Resolving Magento Extension Conflicts

Posted by: Karen Tuesday, November 23rd, 2010


What are extension conflicts?

One of the biggest problems we see as Magento matures is extension conflicts. This is where you have or more extensions effectively replacing the same core files in Magento. If you see an extension that uses the word “<rewrite>” in it’s config.xml file be aware that you may hit conflicts with other extensions.

There isn’t an easy way around extension conflicts. You could argue that better programming will work – e.g. by using Observers, taking advantage of source and backend models, writing your own MVC to sit alongside core Magento, etc. But my experience has shown that there are scenarios where you just need a re-write, especially where you are directly manipulating core functionality.

Many extensions will never have extension conflict problems. These include standard shipping extensions and payment modules. This is because the Magento architecture is such that they just plug in as an add-on – they aren’t interfering with the core code.

It’s worth pointing out that you may also get conflicts around the theme side, for instance if one extension replaces a step in one page checkout and another also does then you have isses. I’m concentrating here on PHP extension conflicts.

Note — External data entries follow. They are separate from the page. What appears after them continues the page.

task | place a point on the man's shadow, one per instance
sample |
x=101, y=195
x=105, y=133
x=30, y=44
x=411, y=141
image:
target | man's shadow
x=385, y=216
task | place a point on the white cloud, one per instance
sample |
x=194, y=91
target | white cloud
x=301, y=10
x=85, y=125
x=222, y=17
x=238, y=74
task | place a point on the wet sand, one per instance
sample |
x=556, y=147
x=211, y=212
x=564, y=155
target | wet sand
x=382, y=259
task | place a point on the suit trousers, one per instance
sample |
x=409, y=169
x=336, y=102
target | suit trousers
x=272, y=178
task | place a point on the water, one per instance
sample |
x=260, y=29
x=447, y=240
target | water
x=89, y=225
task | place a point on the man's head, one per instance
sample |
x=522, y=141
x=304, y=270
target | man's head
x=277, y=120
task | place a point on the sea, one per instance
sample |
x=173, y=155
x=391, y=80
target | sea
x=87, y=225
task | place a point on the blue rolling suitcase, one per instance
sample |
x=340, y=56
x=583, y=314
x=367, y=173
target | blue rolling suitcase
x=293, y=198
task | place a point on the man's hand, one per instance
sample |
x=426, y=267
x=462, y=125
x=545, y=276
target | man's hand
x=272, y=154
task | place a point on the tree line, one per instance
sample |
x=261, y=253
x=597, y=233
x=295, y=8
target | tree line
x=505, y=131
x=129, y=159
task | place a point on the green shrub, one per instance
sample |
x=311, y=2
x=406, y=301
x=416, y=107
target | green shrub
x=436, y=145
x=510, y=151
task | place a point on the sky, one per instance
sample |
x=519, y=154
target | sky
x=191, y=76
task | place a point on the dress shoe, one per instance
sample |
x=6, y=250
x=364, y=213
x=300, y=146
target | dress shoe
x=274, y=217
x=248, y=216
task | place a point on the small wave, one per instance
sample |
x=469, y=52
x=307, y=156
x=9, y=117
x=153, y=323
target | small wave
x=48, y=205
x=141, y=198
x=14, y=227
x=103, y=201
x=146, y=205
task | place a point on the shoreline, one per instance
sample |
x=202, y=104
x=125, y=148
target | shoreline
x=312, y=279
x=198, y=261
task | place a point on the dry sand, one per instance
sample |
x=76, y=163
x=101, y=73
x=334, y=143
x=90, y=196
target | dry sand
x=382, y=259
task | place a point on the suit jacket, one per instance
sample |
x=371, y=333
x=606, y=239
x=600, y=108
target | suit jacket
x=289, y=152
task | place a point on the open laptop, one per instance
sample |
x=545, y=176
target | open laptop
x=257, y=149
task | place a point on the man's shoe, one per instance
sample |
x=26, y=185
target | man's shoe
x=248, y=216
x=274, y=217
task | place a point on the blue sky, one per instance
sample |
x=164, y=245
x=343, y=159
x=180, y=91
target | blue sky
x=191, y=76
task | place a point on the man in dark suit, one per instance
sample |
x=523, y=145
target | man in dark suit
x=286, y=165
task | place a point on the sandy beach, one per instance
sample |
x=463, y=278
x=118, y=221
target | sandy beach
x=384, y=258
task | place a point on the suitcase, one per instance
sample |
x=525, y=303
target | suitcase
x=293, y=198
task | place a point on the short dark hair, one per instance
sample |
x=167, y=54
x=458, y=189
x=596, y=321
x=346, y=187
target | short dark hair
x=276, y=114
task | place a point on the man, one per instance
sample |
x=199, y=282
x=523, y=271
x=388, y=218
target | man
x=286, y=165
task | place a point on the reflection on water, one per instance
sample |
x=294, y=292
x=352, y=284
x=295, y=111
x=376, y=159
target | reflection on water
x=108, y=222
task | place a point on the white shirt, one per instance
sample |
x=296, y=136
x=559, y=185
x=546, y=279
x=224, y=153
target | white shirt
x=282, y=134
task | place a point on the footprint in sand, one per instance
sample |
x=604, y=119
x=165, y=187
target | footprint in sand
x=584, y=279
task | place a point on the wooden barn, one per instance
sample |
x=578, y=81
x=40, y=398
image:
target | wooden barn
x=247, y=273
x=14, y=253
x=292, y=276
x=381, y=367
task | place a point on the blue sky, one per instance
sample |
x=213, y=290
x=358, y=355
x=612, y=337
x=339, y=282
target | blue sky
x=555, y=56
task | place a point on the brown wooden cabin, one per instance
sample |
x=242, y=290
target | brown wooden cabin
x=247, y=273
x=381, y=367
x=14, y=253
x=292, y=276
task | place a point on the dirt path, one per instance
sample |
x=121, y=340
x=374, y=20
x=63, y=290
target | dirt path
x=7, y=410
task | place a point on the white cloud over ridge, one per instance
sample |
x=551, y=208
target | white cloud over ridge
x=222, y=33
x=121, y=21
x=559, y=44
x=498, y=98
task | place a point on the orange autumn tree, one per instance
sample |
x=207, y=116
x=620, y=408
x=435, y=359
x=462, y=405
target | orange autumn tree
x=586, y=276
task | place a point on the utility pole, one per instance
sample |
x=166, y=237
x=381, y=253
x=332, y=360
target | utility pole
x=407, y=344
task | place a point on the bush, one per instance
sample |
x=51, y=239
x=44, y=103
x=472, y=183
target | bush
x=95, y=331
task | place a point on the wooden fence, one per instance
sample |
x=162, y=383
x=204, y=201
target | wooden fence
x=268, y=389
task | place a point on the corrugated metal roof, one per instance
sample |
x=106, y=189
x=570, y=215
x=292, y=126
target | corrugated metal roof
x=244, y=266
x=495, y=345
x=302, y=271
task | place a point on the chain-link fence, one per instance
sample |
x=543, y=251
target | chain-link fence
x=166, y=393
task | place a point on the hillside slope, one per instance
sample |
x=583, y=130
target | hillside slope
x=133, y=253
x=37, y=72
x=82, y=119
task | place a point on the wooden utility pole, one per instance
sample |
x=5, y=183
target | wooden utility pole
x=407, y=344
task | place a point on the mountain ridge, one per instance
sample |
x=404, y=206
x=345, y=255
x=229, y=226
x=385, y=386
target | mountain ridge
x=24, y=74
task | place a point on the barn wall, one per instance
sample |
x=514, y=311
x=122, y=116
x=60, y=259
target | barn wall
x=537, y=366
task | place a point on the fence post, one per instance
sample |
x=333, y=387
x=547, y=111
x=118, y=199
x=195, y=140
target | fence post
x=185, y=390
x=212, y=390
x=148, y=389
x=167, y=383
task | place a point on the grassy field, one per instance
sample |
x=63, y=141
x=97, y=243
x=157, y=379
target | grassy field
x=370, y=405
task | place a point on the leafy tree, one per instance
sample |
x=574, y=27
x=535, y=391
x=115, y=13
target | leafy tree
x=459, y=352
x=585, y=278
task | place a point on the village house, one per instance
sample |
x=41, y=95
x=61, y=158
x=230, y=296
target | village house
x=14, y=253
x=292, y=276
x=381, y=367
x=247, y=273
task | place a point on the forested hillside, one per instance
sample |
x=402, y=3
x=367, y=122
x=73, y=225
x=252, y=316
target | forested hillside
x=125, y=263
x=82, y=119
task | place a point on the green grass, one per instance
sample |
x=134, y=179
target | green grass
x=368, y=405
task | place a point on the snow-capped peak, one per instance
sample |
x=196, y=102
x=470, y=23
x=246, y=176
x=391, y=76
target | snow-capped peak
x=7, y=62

How do I identify extension conflicts?

There is a great extension(!) that will go through all your extensions looking for conflicts. This can be found here.

WebShopApps offer a modified version of this which works on Enterprise editions of Magento – we produced for a customer so thought may aswell release. More info here.

For theme conflicts there isnt a tool I know of to detect these, it comes down to good old concentration!

How do I resolve conflicts?

You have 3 choices for resolving conflicts:

  1. Merge the code from one conflicting file into another and switch off the rewrite config.xml in one
  2. Switch off the rewrite in one config.xml and then make the conflicting extension PHP file extend the other extension
  3. Use the <depends> capability to make one extension depend on another. They will then rewrite in that order

Which one you choose really does depend on how far you need to go. More often than not even though a class may conflict the actual methods within may not. In this scenario I’d go for option 3. If you have conflicting methods within classes then option 1 or 2 are applicable.

Example of option 2

So originally where you may have had something like:

class A_Extension_Model_Type_Onepage extends Mage_Checkout_Model_Type_Onepage

You would change it to:

class A_Extension_Model_Type_Onepage extends B_Extension_Model_Type_Onepage

Once you have done this you need to change extension B config.xml file commenting out the conflicting “<rewrite>” blocks that are now inheriting from A.

Example of option 3

Let’s say you have 2 extensions Foo_A and Foo_B. In the module for file Foo_B (under app/etc/modules) you would add the following:

<depends Foo_A />

Now Magento will load the extensions in this order. So in effect the Foo_B class will be loaded first, then Foo_A, then base Magento.